The first rule uses referenceRule to check the validity of references between Employee and Supervisory_Hierarchy. For invalid references, this rule creates Unknown values. Unknowns are required for troubleshooting your data.
call referenceRule(
Employee,
Employee.Direct_Manager,
Supervisory_Hierarchy
)
The second rule uses pcHierarchyMultiReferencePruningRule to remove employees without direct reports. You want to remove employees without direct reports because they are not managers.
call pcHierarchyMultiReferencePruningRule(
Supervisory_Hierarchy,
Supervisory_Hierarchy.Manager,
{
Employee -> Employee.Direct_Manager
},
{
"-999"
}
)
The third rule uses hasChildMemberRule to set Employee.Manager_Status if the employee has active direct reports.
call hasChildMemberRule(
Employee,
Employee.Direct_Manager,
Employee.Manager_Status,
true,
Supervisory_Hierarchy,
Supervisory_Hierarchy.Supervisory_Head
)
hasRequiredChildMemberRule
Checks whether a parent subject member's children have certain attribute values. For example, you can use this rule to check whether a manager's direct reports have a Gender value of F.
Syntax
call hasRequiredChildMemberRule(
populationSubject,
orgIDProperty,
statusProperty,
attributeValueMap,
parentChildSubject,
orgHeadIDProperty
)
- populationSubject: The subject in which to check the parent-child attributes.
- orgIDProperty: The subject attribute that references the parent-child dimension.
- statusProperty: The subject attribute that identifies whether the subject member has any children.
- attributeValueMap: The subject's property value to check for the parent's children.
The attribute value map format is:
Copy{
populationSubjectProperty -> propertyValue
} - parentChildSubject: The parent-child dimension that specifies the subject's parent-child relationships.
- orgHeadIDProperty: The parent-child dimension's attribute that identifies the parent in a parent-child relationship.
Examples
Let's say you want to know if any direct managers have direct reports who are women, where women is defined in the data as F. In this rule, the rule returns a positive Employee.Manager_Status value if the employee has women direct reports who are active employees, otherwise it returns a negative Employee.Manager_Status value.
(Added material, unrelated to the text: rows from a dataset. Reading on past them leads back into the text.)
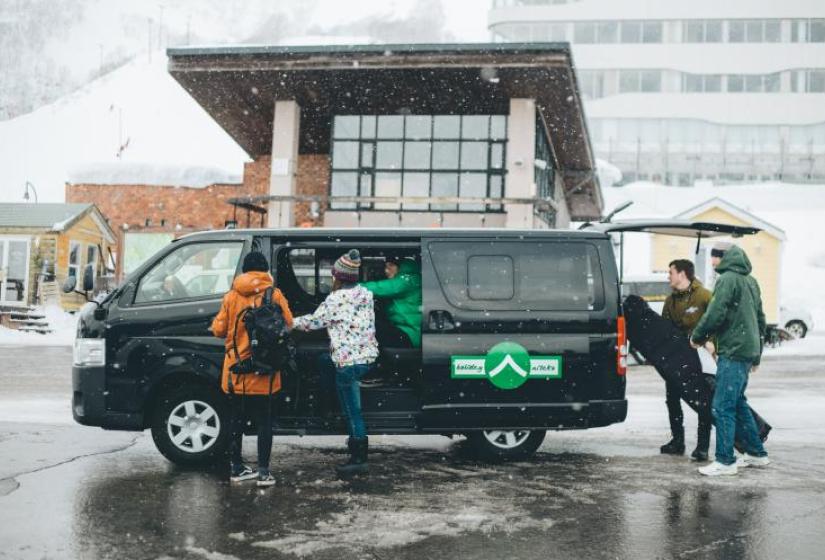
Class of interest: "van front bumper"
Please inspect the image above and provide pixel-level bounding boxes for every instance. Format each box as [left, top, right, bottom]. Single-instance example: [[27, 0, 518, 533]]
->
[[72, 366, 143, 430], [419, 399, 627, 433]]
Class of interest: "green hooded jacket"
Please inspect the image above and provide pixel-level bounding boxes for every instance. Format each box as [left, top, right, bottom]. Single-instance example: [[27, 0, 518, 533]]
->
[[361, 259, 421, 348], [691, 246, 767, 365], [662, 278, 712, 335]]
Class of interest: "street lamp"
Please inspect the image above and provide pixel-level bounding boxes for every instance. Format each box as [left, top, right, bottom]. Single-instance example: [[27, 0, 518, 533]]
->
[[23, 181, 37, 204]]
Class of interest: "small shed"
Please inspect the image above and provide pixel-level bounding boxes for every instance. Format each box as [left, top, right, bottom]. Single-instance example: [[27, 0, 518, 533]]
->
[[651, 197, 786, 324], [0, 203, 115, 311]]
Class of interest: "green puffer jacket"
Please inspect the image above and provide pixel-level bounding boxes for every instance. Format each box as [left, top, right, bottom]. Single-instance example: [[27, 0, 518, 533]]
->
[[361, 259, 421, 348], [691, 246, 767, 365]]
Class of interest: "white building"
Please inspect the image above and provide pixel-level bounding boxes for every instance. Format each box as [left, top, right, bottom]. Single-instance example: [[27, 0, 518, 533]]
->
[[489, 0, 825, 185]]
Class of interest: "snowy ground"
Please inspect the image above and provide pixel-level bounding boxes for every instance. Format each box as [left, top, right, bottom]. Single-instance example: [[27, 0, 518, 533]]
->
[[0, 346, 825, 560]]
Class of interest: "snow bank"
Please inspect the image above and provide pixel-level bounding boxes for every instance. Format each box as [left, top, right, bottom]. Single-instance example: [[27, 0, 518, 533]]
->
[[68, 162, 243, 188], [0, 306, 77, 346]]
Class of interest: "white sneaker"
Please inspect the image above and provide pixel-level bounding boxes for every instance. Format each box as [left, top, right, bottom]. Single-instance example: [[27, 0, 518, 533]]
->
[[699, 461, 737, 476], [736, 453, 771, 468]]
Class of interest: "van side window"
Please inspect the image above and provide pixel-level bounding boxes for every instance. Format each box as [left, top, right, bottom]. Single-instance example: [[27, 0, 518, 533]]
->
[[135, 241, 243, 303], [429, 241, 604, 311]]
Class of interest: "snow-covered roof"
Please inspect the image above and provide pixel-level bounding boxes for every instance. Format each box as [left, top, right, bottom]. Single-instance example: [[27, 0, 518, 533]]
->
[[674, 196, 786, 241], [68, 161, 243, 188], [0, 202, 92, 231]]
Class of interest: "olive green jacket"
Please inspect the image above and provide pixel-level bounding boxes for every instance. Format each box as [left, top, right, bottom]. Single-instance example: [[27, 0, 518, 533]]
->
[[662, 279, 711, 335], [691, 246, 767, 365]]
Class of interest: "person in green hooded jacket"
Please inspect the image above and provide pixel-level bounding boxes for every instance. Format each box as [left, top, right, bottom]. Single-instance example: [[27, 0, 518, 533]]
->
[[690, 242, 770, 476], [361, 258, 421, 348]]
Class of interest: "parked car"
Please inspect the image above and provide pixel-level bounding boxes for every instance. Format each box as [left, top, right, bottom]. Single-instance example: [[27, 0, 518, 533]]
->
[[779, 304, 814, 338]]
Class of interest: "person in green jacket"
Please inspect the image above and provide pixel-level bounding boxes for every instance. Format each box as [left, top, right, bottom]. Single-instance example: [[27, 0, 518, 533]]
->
[[361, 259, 421, 348], [690, 243, 770, 476], [659, 259, 711, 461]]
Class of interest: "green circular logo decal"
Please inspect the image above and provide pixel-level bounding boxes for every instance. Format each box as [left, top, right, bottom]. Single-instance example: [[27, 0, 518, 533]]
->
[[484, 342, 530, 389]]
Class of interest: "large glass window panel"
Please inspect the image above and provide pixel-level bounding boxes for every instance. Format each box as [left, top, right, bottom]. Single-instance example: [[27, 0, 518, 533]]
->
[[573, 21, 596, 43], [404, 142, 432, 169], [431, 173, 458, 212], [596, 21, 619, 43], [461, 142, 488, 170], [375, 141, 403, 169], [682, 20, 705, 43], [621, 21, 642, 43], [642, 21, 662, 43], [490, 115, 507, 140], [642, 70, 662, 92], [765, 72, 780, 93], [433, 142, 458, 169], [765, 19, 782, 43], [728, 19, 745, 43], [333, 115, 361, 138], [433, 115, 461, 140], [332, 140, 360, 169], [490, 142, 504, 169], [378, 115, 404, 138], [375, 173, 401, 210], [458, 173, 487, 212], [402, 173, 430, 210], [361, 115, 378, 138], [461, 115, 490, 140], [705, 20, 722, 43], [404, 115, 432, 140], [745, 20, 765, 43], [808, 19, 825, 43], [331, 171, 358, 210], [705, 74, 722, 92]]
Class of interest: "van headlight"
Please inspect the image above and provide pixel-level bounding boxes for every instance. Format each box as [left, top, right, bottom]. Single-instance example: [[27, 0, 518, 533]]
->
[[72, 338, 106, 366]]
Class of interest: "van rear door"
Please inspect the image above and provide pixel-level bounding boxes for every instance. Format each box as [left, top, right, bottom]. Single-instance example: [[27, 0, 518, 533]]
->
[[420, 235, 624, 431]]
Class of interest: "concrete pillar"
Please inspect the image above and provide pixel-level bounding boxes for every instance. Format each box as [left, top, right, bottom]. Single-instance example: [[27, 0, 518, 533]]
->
[[268, 101, 301, 228], [504, 99, 536, 229]]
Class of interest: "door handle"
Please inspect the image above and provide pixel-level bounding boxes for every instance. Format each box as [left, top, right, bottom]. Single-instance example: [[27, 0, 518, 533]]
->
[[427, 309, 455, 331]]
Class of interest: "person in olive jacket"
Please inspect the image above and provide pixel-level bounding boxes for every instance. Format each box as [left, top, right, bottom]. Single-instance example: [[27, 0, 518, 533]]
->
[[659, 259, 711, 461], [361, 259, 421, 348], [690, 243, 770, 476]]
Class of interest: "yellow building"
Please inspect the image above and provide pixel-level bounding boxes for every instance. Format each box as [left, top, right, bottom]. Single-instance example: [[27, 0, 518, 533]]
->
[[0, 203, 115, 311], [651, 198, 786, 324]]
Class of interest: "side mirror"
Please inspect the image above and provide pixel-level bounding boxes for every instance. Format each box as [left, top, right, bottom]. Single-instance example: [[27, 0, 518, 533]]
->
[[83, 264, 95, 292], [62, 276, 77, 294]]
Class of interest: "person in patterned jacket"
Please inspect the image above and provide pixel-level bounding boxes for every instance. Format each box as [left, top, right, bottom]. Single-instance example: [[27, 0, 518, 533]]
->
[[292, 249, 378, 477]]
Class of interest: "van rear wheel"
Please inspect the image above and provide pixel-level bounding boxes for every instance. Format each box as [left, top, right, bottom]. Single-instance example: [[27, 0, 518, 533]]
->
[[152, 383, 230, 467], [467, 430, 547, 461]]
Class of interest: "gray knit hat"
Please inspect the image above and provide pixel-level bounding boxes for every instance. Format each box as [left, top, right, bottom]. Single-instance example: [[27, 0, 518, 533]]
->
[[332, 249, 361, 284]]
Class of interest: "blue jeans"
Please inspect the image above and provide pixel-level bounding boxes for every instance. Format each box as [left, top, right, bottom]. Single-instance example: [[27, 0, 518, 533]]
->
[[319, 354, 370, 438], [712, 356, 768, 465]]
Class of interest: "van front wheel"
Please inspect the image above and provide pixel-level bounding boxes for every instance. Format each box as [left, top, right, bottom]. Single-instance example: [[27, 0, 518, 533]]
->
[[467, 430, 546, 461], [152, 383, 230, 467]]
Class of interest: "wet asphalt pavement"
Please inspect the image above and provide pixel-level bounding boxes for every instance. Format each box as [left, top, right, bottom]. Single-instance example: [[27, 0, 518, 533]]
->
[[0, 348, 825, 560]]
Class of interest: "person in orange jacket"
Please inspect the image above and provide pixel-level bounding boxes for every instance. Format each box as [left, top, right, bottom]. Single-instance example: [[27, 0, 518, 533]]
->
[[210, 251, 292, 486]]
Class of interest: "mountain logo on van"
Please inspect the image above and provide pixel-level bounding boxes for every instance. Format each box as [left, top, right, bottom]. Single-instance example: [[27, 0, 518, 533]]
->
[[450, 342, 561, 389]]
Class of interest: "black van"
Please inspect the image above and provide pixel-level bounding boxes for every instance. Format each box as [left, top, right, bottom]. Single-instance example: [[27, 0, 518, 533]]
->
[[72, 229, 627, 465]]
This creates Employee.Manager_Status if the employee has at least one direct report who is a woman and an active employee. This is useful if your organization isn't able to provide Employee.Manager_Status directly or if the data is not accurate.
call hasRequiredChildMemberRule(
Employee,
Employee.Organization_ID,
Employee.Manager_Status,
{
Employee.Gender -> "F",
Employee.NonActiveEmployee -> 0
},
Organization_Hierarchy,
Organization_Hierarchy.Organization_HeadID
)
In the previous example, hasRequiredChildMemberRule selects employees who are women and active employees. In another scenario, let's say your direct report criteria is an OR statement, not AND, such as women or minorities. You can use hasRequiredChildMemberRule to create Employee.Manager_Status, but you must first create a property in the Employee mapping with the extraction formula if (column("Gender") = "F" or column("Minority") = "Yes") "Yes" else "No". Then, you can identify the property in the rule. In this example, the mapping property is Employee.Diverse.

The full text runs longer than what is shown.